Discussion on Hyper-parameter Tuning

To many deep learning practitioners, hyper-parameter tuning is a key part to model performance. For example, it is critical for object detection model with numerous hyper-parameters such as Faster-RCNN (e.g. threshold on NMS, number of layers on FPN, scale and size of anchors … etc.)

But I noticed Fastai community doesn’t have much discussion on hyper-parameter tuning. From Rachel’s An Opinionated Introduction to AutoML and Neural Architecture Search, it seems the community is more inclined to remove hyper-parameters searching (by putting smarter default setup, e.g. learning rate finder).

I wonder if we generally need to search for hyper-parameters after those smart default setting. While Faster-RCNN is one example with numerous hyper-parameters, other generative models such as CycleGAN also have a lot of hyper-parameters (e.g. different weights on its loss components.)

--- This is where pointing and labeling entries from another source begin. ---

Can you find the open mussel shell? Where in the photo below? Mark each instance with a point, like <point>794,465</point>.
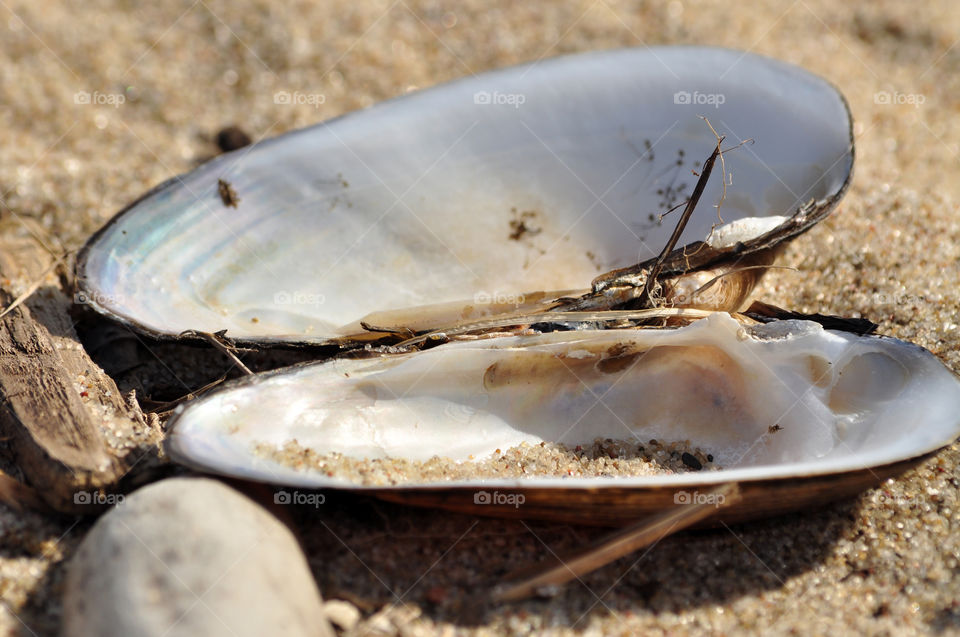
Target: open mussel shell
<point>795,414</point>
<point>538,177</point>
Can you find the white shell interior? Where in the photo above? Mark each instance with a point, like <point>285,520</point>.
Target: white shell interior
<point>843,403</point>
<point>410,202</point>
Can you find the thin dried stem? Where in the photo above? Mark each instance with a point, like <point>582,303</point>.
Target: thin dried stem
<point>33,286</point>
<point>646,533</point>
<point>223,344</point>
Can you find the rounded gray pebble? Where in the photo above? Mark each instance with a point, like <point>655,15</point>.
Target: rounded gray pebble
<point>191,556</point>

From your personal experience on those models, do you find hyper-parameter tuning important even after learning rate finder?

2 Likes

Hi Alex,

If you want a more principled search rather than naive grid search over hyper-parameters, maybe take a look at this body of work on Bayesian optimization under inequality constraints by Weinberger et al:

http://proceedings.mlr.press/v32/gardner14.pdf

The team created a toolbox for PyTorch, I believe. Here’s a link to the first author’s webpage:

https://jacobrgardner.github.io/

Let me know if that was remotely useful. Hyper-parameter tuning the hard way is no fun.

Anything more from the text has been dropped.